I am happy to develop this feature myself if it seems reasonable, I would definitely want a bit more guidance on implementation specifics.

brendancol commented 2 months ago

@harrisonjkaplan Thanks for the write up and sounds like a cool use case!

Just to make sure I understand what you are looking for here:

For a given observer location, I would like to know at what height a given observable point is visible.

For a given observer location, I would like to know the minimum observer_elev (height) a given point is visible.

Is that correct?

Thanks again for the write up and sorry for delay in responding.

harrisonjkaplan commented 2 months ago

Hey @brendancol,

That is correct! I'm thinking it would return a DataArray where each value is the height at which the point is visible or -1 for invisible points. Do you have any suggestions for the implementation?

Thanks!

brendancol commented 2 months ago

@harrisonjkaplan how about adding a new function to /experimental called something like min_observable_elevation with a signature like:

def min_observable_elevation(raster: xr.DataArray,
                             x: Union[int, float], 
                             y: Union[int, float],
                             target_elev: float) -> xr.DataArray

you can use as much of viewshed as you want, and make the api specific to that use case.

harrisonjkaplan commented 2 months ago

Would you prefer a specific api for this use case? I was thinking that this could just be another parameter on the existing api.

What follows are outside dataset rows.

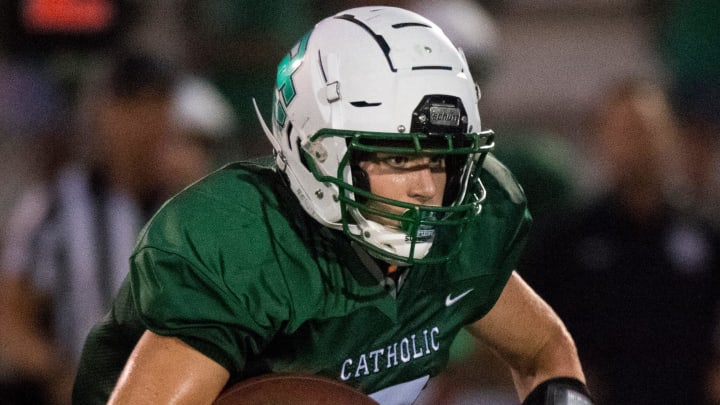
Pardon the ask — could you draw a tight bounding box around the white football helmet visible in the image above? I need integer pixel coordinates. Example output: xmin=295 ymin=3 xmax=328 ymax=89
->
xmin=256 ymin=7 xmax=493 ymax=265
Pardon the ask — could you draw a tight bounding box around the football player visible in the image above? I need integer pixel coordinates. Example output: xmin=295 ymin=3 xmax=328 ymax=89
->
xmin=74 ymin=7 xmax=590 ymax=405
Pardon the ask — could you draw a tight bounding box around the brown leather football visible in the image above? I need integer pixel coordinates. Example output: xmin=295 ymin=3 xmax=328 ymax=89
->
xmin=214 ymin=373 xmax=378 ymax=405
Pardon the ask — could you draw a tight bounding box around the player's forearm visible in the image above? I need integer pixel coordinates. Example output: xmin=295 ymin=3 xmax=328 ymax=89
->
xmin=512 ymin=323 xmax=585 ymax=399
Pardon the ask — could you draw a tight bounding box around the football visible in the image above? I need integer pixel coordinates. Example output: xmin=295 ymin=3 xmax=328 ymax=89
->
xmin=214 ymin=373 xmax=378 ymax=405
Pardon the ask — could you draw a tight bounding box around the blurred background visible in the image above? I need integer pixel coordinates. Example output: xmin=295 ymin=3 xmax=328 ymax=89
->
xmin=0 ymin=0 xmax=720 ymax=404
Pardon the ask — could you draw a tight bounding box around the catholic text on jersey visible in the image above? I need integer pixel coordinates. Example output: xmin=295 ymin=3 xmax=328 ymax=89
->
xmin=340 ymin=327 xmax=440 ymax=381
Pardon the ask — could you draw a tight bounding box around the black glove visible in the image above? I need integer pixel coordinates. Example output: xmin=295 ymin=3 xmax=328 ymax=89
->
xmin=522 ymin=377 xmax=593 ymax=405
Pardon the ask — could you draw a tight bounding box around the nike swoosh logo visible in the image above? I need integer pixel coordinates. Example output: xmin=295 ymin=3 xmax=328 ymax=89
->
xmin=445 ymin=288 xmax=474 ymax=307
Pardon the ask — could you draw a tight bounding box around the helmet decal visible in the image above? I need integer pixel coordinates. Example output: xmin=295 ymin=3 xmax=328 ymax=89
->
xmin=274 ymin=30 xmax=312 ymax=127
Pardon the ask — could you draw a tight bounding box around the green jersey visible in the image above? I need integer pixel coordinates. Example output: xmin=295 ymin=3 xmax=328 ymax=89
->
xmin=73 ymin=156 xmax=530 ymax=404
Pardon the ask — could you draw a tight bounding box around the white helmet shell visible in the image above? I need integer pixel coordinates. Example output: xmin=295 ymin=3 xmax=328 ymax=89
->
xmin=256 ymin=7 xmax=480 ymax=266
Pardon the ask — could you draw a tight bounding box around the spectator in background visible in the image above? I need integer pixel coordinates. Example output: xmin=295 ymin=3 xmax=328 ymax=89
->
xmin=521 ymin=80 xmax=720 ymax=405
xmin=0 ymin=54 xmax=230 ymax=404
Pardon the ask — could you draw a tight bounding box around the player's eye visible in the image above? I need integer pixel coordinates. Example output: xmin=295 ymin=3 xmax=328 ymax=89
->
xmin=383 ymin=155 xmax=411 ymax=169
xmin=430 ymin=155 xmax=445 ymax=169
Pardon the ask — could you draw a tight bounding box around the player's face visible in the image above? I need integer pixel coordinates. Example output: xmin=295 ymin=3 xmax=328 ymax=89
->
xmin=360 ymin=153 xmax=446 ymax=226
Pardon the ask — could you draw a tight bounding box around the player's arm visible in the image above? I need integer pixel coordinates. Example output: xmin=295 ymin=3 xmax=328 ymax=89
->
xmin=468 ymin=272 xmax=589 ymax=404
xmin=108 ymin=331 xmax=230 ymax=405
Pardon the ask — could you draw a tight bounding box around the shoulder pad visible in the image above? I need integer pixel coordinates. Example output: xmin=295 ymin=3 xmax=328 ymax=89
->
xmin=482 ymin=153 xmax=525 ymax=204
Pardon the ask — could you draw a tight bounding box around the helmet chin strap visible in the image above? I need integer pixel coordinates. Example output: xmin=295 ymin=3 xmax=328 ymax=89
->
xmin=350 ymin=208 xmax=434 ymax=266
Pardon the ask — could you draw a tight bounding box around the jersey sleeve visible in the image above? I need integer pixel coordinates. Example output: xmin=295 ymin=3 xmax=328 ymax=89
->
xmin=452 ymin=155 xmax=532 ymax=323
xmin=130 ymin=166 xmax=291 ymax=373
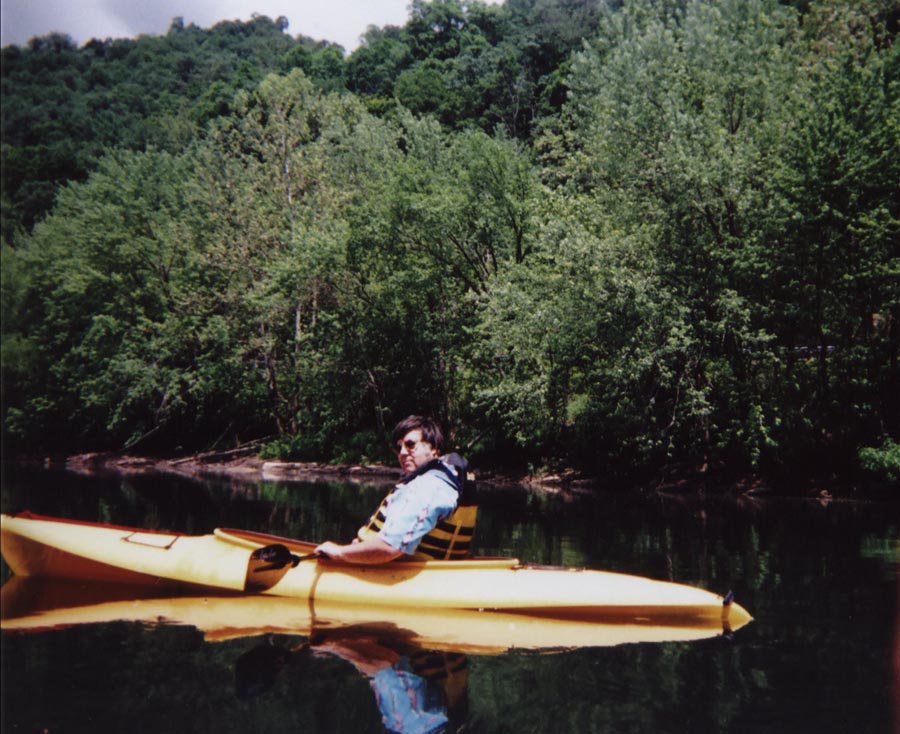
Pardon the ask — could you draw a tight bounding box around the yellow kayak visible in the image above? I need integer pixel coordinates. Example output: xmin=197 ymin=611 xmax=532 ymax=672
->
xmin=0 ymin=576 xmax=752 ymax=655
xmin=0 ymin=513 xmax=751 ymax=629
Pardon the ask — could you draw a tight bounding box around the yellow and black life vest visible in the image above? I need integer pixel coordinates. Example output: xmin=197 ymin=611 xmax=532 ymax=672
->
xmin=357 ymin=454 xmax=478 ymax=560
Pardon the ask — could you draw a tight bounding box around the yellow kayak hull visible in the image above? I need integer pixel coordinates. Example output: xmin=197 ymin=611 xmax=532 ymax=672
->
xmin=0 ymin=576 xmax=744 ymax=655
xmin=0 ymin=513 xmax=751 ymax=629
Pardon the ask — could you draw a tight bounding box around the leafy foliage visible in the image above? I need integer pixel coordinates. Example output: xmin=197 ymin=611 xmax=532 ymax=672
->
xmin=2 ymin=0 xmax=900 ymax=494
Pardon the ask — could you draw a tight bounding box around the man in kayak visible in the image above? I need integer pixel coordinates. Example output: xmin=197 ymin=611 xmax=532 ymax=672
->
xmin=316 ymin=415 xmax=476 ymax=564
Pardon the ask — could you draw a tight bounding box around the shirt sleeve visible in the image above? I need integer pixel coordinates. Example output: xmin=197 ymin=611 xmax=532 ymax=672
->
xmin=378 ymin=471 xmax=459 ymax=553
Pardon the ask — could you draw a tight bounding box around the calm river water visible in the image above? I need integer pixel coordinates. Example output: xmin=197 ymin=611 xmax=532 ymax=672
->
xmin=0 ymin=470 xmax=900 ymax=734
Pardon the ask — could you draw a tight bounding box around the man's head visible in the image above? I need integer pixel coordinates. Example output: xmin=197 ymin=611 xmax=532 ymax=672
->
xmin=393 ymin=415 xmax=444 ymax=474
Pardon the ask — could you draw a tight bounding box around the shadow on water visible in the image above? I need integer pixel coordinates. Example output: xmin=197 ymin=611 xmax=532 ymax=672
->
xmin=2 ymin=471 xmax=900 ymax=733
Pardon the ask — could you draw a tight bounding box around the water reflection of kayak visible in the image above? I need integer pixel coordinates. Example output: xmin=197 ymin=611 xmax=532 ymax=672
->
xmin=0 ymin=576 xmax=744 ymax=654
xmin=0 ymin=513 xmax=750 ymax=631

harrisonjkaplan commented 2 months ago

Also I am getting differences in viewshed() calculations between the GPU and CPU methods. With this script:

terrain = xr.DataArray(
        np.zeros((size, size)),
        dims=["y", "x"],
        coords={
            "x": np.linspace(0, size - 1, size),
            "y": np.linspace(0, size - 1, size),
        },
    )
terrain = generate_terrain(terrain)
center_x = terrain.coords["x"].values[size // 2]
center_y = terrain.coords["y"].values[size // 2]

vs_cpu = viewshed(terrain, center_x, center_y, 1)

terrain.data = cupy.asarray(terrain.data)
vs_gpu = viewshed(terrain, center_x, center_y, 1)

count_invisible_cpu = np.sum(vs_cpu.values == -1)

vs_gpu_converted = xr.DataArray(vs_gpu.data.get())
count_invisible_gpu = np.sum(vs_gpu_converted.values == -1)

logger.info(f"CPU count: {count_invisible_cpu} GPU count: {count_invisible_gpu}")

Where size is a user input. Is this a known difference?